Catava esterco.
Ao contrário de tantos pretos, não andava cantando sua ocupação.
Puxava a carroça em silêncio, repicando um pequeno sino de cobre. Tinha
pudor.
Caminhava sempre pelas mesmas ruas, no mesmo horário, todos os dias.
As mucamas já o conheciam: antecipavam sua passagem e ficavam no aguardo
do sino.
Ninguém queria contato. As operações eram rápidas. A mucama saía
porta afora com o balde de esterco quente nas mãos, ele abria o tampão
da carroça, ela despejava ali a carga e voltava correndo para dentro.
Não falavam com ele.
Havia sempre respingos. Ao final da tarde, estava salpicado pela própria mercadoria.
Os tigres eram mais dignos. Temidos, até. O próprio nome impunha
respeito. Eram escravos fortes, que carregavam nos ombros os dejetos de
sua casa. Não passavam o dia lidando com os excrementos de terceiros.
Despejavam tudo na lagoa mais próxima e já voltavam para cuidar de
outras atividades.
Pensava muito nisso. Que ali, no barril do tigre, misturados aos
dejetos dos sinhôs e das sinhás, das mucamas e dos moleques, estavam
também os seus. O tigre carregava o próprio excremento. De algum modo,
aos seus olhos, isso lhes conferia dignidade.
Mas nem toda casa tinha escravos. Então, ele ainda era útil.
Gostava mesmo era de uma mulatinha da Rua da Ajuda. Era sempre ela
que trazia o balde. Mas nunca teve coragem de lhe falar. O esterco os
separava. Um dia, não apareceu mais e ele não teve coragem de perguntar
por ela. Ficou a lembrança daqueles dentes brancos. Tinha todos.
Ao final do trajeto, ele percorria a rua do Aljube até a Prainha. As
barcaças recolhiam os dejetos da Corte e os levavam para o outro lado da
baía, onde não havia gente para produzir tanto estrume.
Os galegos pagavam quase nada pelo esterco. Só valia a pena se
enchesse a carroça até a borda. Afinal, era recolhido de graça.

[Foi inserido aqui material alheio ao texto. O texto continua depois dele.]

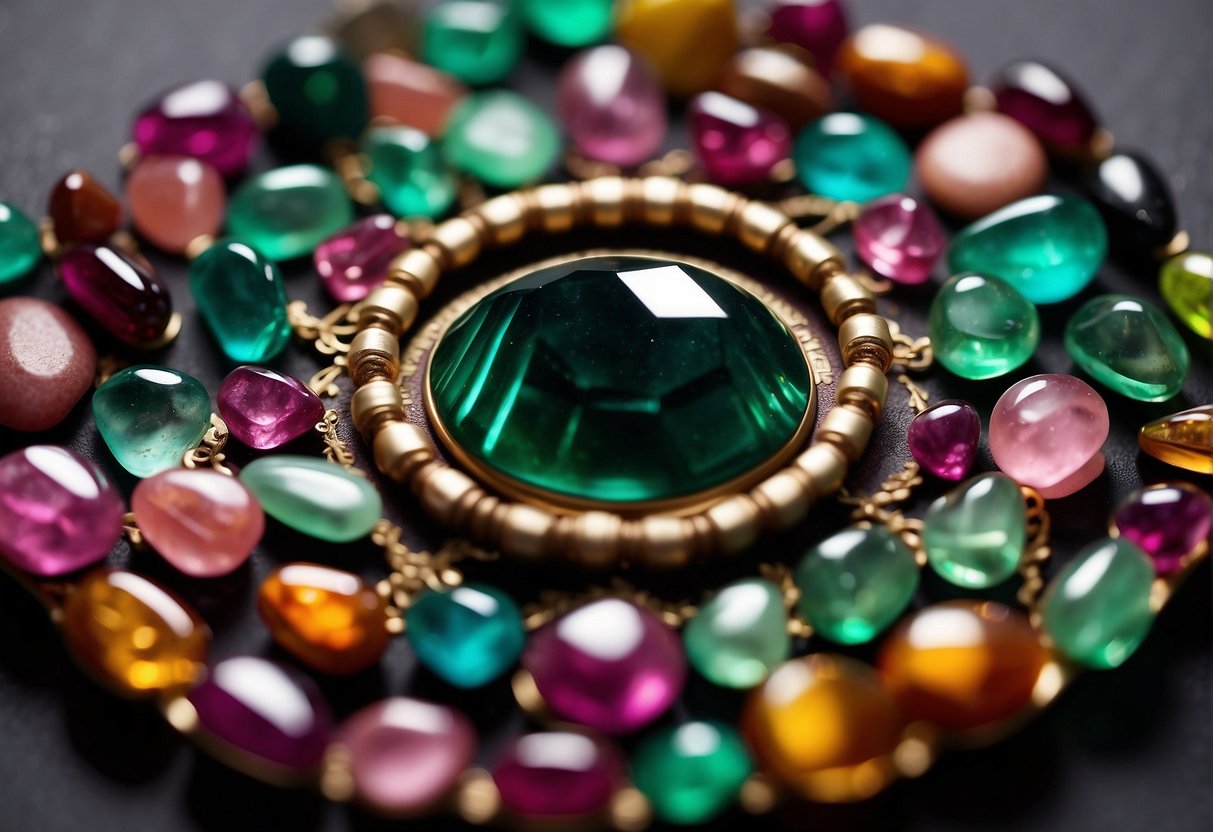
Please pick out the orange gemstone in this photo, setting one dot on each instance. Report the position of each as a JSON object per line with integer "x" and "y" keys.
{"x": 330, "y": 619}
{"x": 904, "y": 77}
{"x": 134, "y": 633}
{"x": 963, "y": 664}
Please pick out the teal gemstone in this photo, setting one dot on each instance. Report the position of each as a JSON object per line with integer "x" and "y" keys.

Conseguiria mais mendigando, era o conselho de sua mãe.
Mas ele gostava de saber que deixava a Corte mais limpa. Que o
esterco que recolhia se transformava em açúcar. Que tudo se transformava
em outra coisa. Que ele, que era tão baixo, tão preto, tão feio quanto
seu esterco, um dia também talvez virasse açúcar.